Anyhow, they came out after some minor performances. I was thrilled to see them, a sort of life-long dream for me. The best part was I didn’t have to work very hard to see it. Before I knew it, there they were: Ladysmith Black Mambazo – a group of eight or so African men, dressed brilliantly with white shoes. I cannot forget the absolute whiteness of their shoes. Their dancing was crisp like that too.
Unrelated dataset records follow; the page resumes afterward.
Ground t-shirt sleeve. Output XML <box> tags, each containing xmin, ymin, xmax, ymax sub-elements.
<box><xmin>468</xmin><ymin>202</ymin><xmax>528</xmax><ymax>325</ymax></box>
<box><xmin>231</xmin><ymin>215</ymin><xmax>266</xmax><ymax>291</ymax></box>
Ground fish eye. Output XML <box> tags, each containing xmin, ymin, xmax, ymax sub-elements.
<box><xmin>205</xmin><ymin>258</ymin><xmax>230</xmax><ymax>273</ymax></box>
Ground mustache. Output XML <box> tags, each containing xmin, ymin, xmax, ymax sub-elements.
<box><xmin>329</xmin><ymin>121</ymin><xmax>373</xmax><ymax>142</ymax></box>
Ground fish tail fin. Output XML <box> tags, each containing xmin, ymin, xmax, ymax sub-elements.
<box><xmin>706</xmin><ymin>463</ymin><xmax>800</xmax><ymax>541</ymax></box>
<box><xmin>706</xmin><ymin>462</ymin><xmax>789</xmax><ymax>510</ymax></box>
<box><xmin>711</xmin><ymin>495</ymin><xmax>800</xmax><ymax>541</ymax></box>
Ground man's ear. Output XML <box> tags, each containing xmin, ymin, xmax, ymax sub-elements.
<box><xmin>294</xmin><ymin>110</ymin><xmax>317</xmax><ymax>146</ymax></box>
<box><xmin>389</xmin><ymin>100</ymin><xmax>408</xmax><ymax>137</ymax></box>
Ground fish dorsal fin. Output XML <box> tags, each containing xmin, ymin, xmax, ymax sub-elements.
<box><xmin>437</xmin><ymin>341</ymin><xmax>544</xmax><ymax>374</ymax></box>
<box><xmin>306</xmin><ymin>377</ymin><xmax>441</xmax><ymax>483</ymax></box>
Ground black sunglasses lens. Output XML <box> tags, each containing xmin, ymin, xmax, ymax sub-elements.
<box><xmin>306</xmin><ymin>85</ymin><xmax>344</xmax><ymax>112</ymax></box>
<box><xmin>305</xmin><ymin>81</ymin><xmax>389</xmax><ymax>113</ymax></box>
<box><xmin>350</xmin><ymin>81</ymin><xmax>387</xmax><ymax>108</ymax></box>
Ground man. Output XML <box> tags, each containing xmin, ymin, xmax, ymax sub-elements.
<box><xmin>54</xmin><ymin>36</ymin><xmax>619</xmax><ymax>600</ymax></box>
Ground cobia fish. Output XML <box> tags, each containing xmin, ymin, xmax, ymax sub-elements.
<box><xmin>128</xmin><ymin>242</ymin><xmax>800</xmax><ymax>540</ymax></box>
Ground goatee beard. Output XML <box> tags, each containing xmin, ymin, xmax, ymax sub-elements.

I don’t know if you’ve seen someone sing live yet, but if you have perhaps you’ll notice that they’re nervous or that they really have to strain to make their voices work. This group didn’t seem to suffer any of these normal limitations. They just seemed to sing out of their gladness, as if they were just singing us a story their family had memorized ages ago. It was like how I imagine the nomads sang in biblical times – especially when they sang in their native tongue since it was so tribal and sure. Their song was their culture. I’m speaking now of Ladysmith Black Mambazo again, but I guess I could say the same for the Hittites. What are our cultural songs? I hope these have not been completely lost upon you and your peers. I fear they may already have been for me.

I guess we’ll both just have to listen very closely to the songs of the whole earth. There may yet be a few songs worth remembering and singing. I hope we might be like the remnant that has carried forth the treasures of fine literature and great thought. It is so rich to live close to those rivers; it is so hard to discern where they have disappeared beneath the surface.

[This piece was heavily – and I mean heavily – influenced by the book Gilead by Marilynne Robinson. I highly commend the book to you, and I hope my own stream of consciousness has not insulted her gift. Perhaps I should place a brief excerpt from Gilead on this page?]